A seguir, fala, explicitamente, da espiritualidade mariana, que está a serviço do Evangelho, na sua simplicidade. O afeto por Maria de Nazaré torna-nos, com Ela, discípulos de Jesus, ensinando “a meditar e a relacionar os acontecimentos da vida nos quais o Ressuscitado ainda nos visita e chama”. A espiritualidade mariana mergulha-nos na História sobre a qual o céu se abriu, ajuda-nos a ver soberbos dispersos nos pensamentos do seu coração, poderosos derrubados dos tronos, ricos despedidos de mãos vazias; compromete-nos a saciar os famintos, a exaltar os humildes, a recordar a misericórdia de Deus e a confiar no seu poder.

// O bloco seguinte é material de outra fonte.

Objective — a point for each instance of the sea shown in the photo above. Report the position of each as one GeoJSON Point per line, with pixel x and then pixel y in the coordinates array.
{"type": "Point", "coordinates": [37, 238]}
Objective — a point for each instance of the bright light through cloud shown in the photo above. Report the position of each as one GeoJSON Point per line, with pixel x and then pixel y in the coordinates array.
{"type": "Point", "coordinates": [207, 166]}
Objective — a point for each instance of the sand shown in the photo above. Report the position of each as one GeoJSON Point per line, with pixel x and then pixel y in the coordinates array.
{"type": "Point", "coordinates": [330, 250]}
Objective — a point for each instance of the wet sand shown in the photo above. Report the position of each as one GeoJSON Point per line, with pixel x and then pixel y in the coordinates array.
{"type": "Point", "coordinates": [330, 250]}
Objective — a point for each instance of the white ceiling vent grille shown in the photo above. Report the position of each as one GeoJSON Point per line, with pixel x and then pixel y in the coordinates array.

O Reino chega, envolve-nos, como a Maria pediu o “sim”, pronunciado uma vez, mas renovado dia após dia.
Os leprosos que não voltam para agradecer lembram que a graça pode vir até nós e não encontrar resposta, pode curar-nos e não nos envolver. Devemos, pois, ter cuidado com o subir ao templo que não nos faz seguir Jesus. Há formas de culto que não nos ligam aos outros e anestesiam o coração. Assim, não participamos, como fez Maria, na mudança do Mundo e na alegria do Magnificat. É preciso não instrumentalizar a fé, correndo o risco de transformar os diferentes – sobretudo, os pobres – em inimigos, em leprosos a evitar e a rejeitar.
O caminho de Maria é seguir Jesus, e o de Jesus é dirigir-se a todos os seres humanos, especialmente, aos pobres, aos feridos, aos pecadores. Por isso, a espiritualidade mariana torna atual, na Igreja, a ternura e a maternidade de Deus. Como se lê na Exortação Apostólica Evangelii gaudium, sempre que olhamos para Maria, voltamos a acreditar na força revolucionária da ternura e do afeto. “N’Ela, vemos que a humildade e a ternura não são virtudes dos fracos, mas dos fortes, que não precisam de maltratar os outros, para se sentirem importantes. Fixando-a, descobrimos que Aquela que louva a Deus porque ‘derrubou os poderosos de seus tronos’ e ‘aos ricos despediu de mãos vazias’ é a que assegura o aconchego dum lar à nossa busca de justiça.”
Por fim, o Papa exorta: “Neste Mundo que busca justiça e de paz, mantenhamos viva a espiritualidade cristã, a devoção popular aos acontecimentos e aos lugares que, abençoados por Deus, mudaram para sempre a face da Terra. Façamos disso motor de renovação e transformação, como pede o Jubileu, tempo de conversão e restituição, de reavaliação e libertação. Que Maria Santíssima, nossa esperança, interceda por nós e nos oriente, sempre e para sempre, para Jesus, o Senhor crucificado. N’Ele, há salvação para todos.”